How is this possibly true? The argument that 16-bit DCT somehow gives better pre...

Cadwhisker · on May 20, 2022

Replying to just your 1st paragraph:

The process is: Raw input pixels (8 or 10 bit) minus predicted pixels (8 or 10 bit) -> residual pixels (8 or 10 bit + 1 sign bit).

You take these residual pixels and pass them through a 2D DCT, then scale and quantise them. At the end of this, the quantised DCT residual values are signed 16-bit numbers - you don't get to choose the bit-depth here; it's part of the standard (section 8.6).
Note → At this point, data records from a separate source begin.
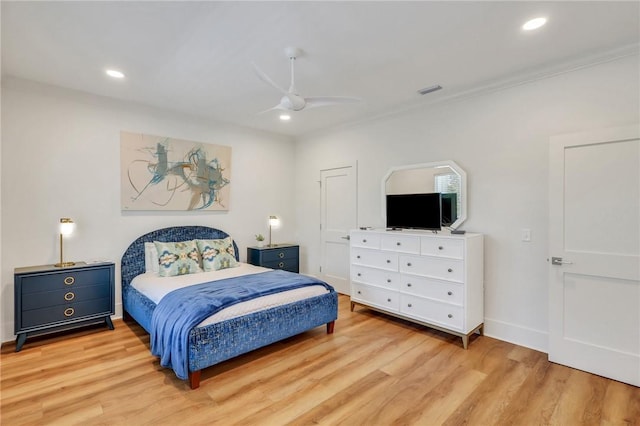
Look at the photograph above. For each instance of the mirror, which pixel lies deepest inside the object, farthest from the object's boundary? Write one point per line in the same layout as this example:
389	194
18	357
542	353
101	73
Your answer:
445	177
For every 16x16 pixel input, you get a 16x16 array of signed 16-bit numbers.

The last step is to pass all non-zero quantised DCT residual values through an entropy coder (usually an arithmetic coder), then you get the final bitstream.

The key point is that it didn't matter if the original raw pixel input was 8-bit or 10-bit; the quantised DCT residual values became 16 bits before being compressed and transmitted. This is also true for 12-bit raw pixel inputs.

This seems impossible; for 8-bit inputs, you've doubled the size of the data (slightly less than double for 10-bits), so you must be making things worse! The key is that after scaling and quantisation, most of those 16-bit words are zero. Those that are non-zero are statistically closer to zero so that the entropy encoder won't have to spend a lot of bits signalling them.

The last part comes when you reverse this process. The mathematical losses from scaling and quantising 10-bit inputs into the transmitted 16-bit values are less than the losses for 8-bit inputs. When you run the inverse quant, scale and iDCT, you end up with values that are closer to the original residual values at 10-bit than you do at 8-bit.